During the Bluetooth authentication process, it is not necessary for the two devices involved to check each other’s identity, which can lead to spoofing attacks, where a malicious device can impersonate another device.

The authentication process can be performed using the following methods:

  • Legacy Authentication: Performs authentication unilaterally, from master to slave, and may allow the master of a communication to be unauthenticated. It should be avoided as it allows spoofing attacks.
  • Secure Authentication: Requires authentication of both parties to the communication, preventing either party from being spoofed by a malicious device.

Description

To check if the device supports Legacy Authentication, it is necessary to modify the LMP capabilities of the Bluetooth driver of the auditor. The LMP features indicate the functionalities supported by the Bluetooth driver. In particular, the “Secure Connections (Host Support)” and “Secure Connections (Controller Support)” capabilities indicate whether the host and the controller support Secure Connection type connections, which require the Secure Authentication authentication method.

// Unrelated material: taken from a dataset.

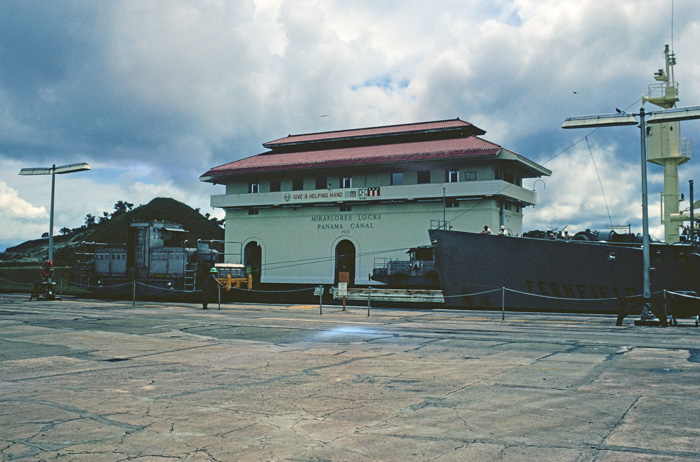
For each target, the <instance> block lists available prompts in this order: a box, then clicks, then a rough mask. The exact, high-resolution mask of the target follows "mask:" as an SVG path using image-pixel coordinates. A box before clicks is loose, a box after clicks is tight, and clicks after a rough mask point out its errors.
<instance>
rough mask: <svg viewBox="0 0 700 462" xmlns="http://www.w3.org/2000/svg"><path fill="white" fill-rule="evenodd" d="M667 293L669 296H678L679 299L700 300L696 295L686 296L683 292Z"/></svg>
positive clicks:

To check whether the device can be forced to downgrade the authentication security to Legacy Authentication, set the bits corresponding to the Secure Connections (Host Support) and Secure Connections (Controller Support) capabilities to 0.

Depending on the controller manufacturer, this will be possible using a specific HCI message. In the case of the CYW920819EVB-02 development board, the manufacturer, Broadcom, allows writes to RAM through an HCI message, and, thanks to the PoC of the BIAS vulnerability, the location in memory of the bit strings corresponding to the LMP features is known, so we can overwrite them while ensuring that the device indicates that “Secure Connection” connections are not supported.

After modifying the driver capabilities, a connection to the audited device is initiated. If the device initiates authentication via Legacy Authentication the control is not enforced.

To check this control, the following resources may be useful:

IDDescription
BSAM-RES-04Bluetooth connections sniffing
BSAM-RES-05Capture of a Bluetooth connection
BSAM-RES-06Enabling debug mode on a Bluetooth controller
BSAM-RES-07Sending and receiving HCI messages
BSAM-RES-09Changing the attributes of a controller

Example case

We will use Wireshark with BTVS (btvs.exe -Mode wireshark) to capture packets for analysis.

To enable mutual authentication between two devices, one Central and the other Peripheral, it is necessary for the device’s host to support secure connections. This is achieved by setting a value of 0x01 (Secure_Connections_Host_Support is ‘enabled’. Host supports Secure Connections.) in the Secure_Connections_Host_Support field of the _HCI_Write_Secure_Connections_Host_Support_t command.

This packet should be identified in Wireshark captures, during the pairing process, between the Central and Peripheral devices to verify its value. The absence of this packet indicates that the devices did not configure the connection securely.

The check control FAIL if the HCI_Write_Secure_Connections_Host_Support command is not found or if the value of the Secure_Connections_Host_Support field is different from 0x01.